When she was released from prison in 2013, Fuentes was unemployed and owed a pile of debt to Benton County. Before she could even find a job, her payment to the county was due. Since she had no money to pay it and wanted to stay out of jail, she had to submit to manual labor.

“Instead of working for money that I could have used to get off public assistance and to pay my fees and fines, I had to work for the county for free,” Fuentes said.

Now Fuentes works at a fast-food restaurant, but she doesn’t earn enough to be able to pay her fines and cover her basic needs. “I’m constantly afraid that if I get sick or miss a payment for reasons beyond my control, I’ll go to jail,” she said.

Benton County’s profit-driven system of LFOs isn’t just counterproductive; it’s unconstitutional. It puts the county’s interest in revenue above the rights of indigent people.

Fuentes is a plaintiff in a class-action lawsuit challenging this system of collecting court-imposed debts. Filed by the ACLU and Terrell Marshall Law Group PLLC, it asserts the county wrongfully punishes people for being poor and fails to ensure there is a meaningful inquiry into people’s ability to pay.

Benton County designed and runs this system because it generates substantial revenue and other financial benefits for the county, the lawsuit says. If a person is incarcerated for nonpayment of court-imposed debts in a case initially prosecuted by a city in Benton County, the city pays the county approximately $70 per day to defray the costs of running the jail.

“Benton County is operating a well-oiled machine specifically designed to wring money out of poor people for the county’s financial benefit— and if that means people have to sit in jail or do manual labor, so be it,” ACLU-WA Legal Director Emily Chiang said. 

The sentences are imposed at hearings that provide no meaningful opportunity for defendants to explain why they have been unable to pay. The county also inadequately funds, trains, and supervises the public defenders who represent poor people at these hearings; as a result, indigent defendants do not receive constitutionally required meaningful assistance of counsel.

To pay court-imposed debts, Jayne Fuentes and other plaintiffs in the suit have had to take from money needed for basic living expenses – for food, housing, or raising children. Our criminal justice system should not force people to make such choices by threatening them with jail or involuntary labor.

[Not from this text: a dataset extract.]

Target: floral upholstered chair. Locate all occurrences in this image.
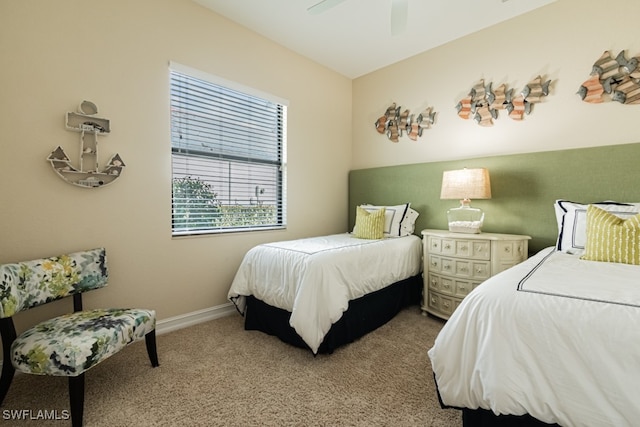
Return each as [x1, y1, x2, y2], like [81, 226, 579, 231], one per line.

Yet in Washington and around the country, cities and counties have increasingly sought to fund the criminal justice system and other government functions off the backs of vulnerable people. Benton County’s LFO system was highlighted in Modern-Day Debtors’ Prisons: The Ways Court-Imposed Debts Punish People for Being Poor, a report published in 2014 by the ACLU of Washington and Columbia Legal Services. The organizations called upon the county to change its LFO collection policies and practices, but county policymakers continued their commitment to an unconstitutional system.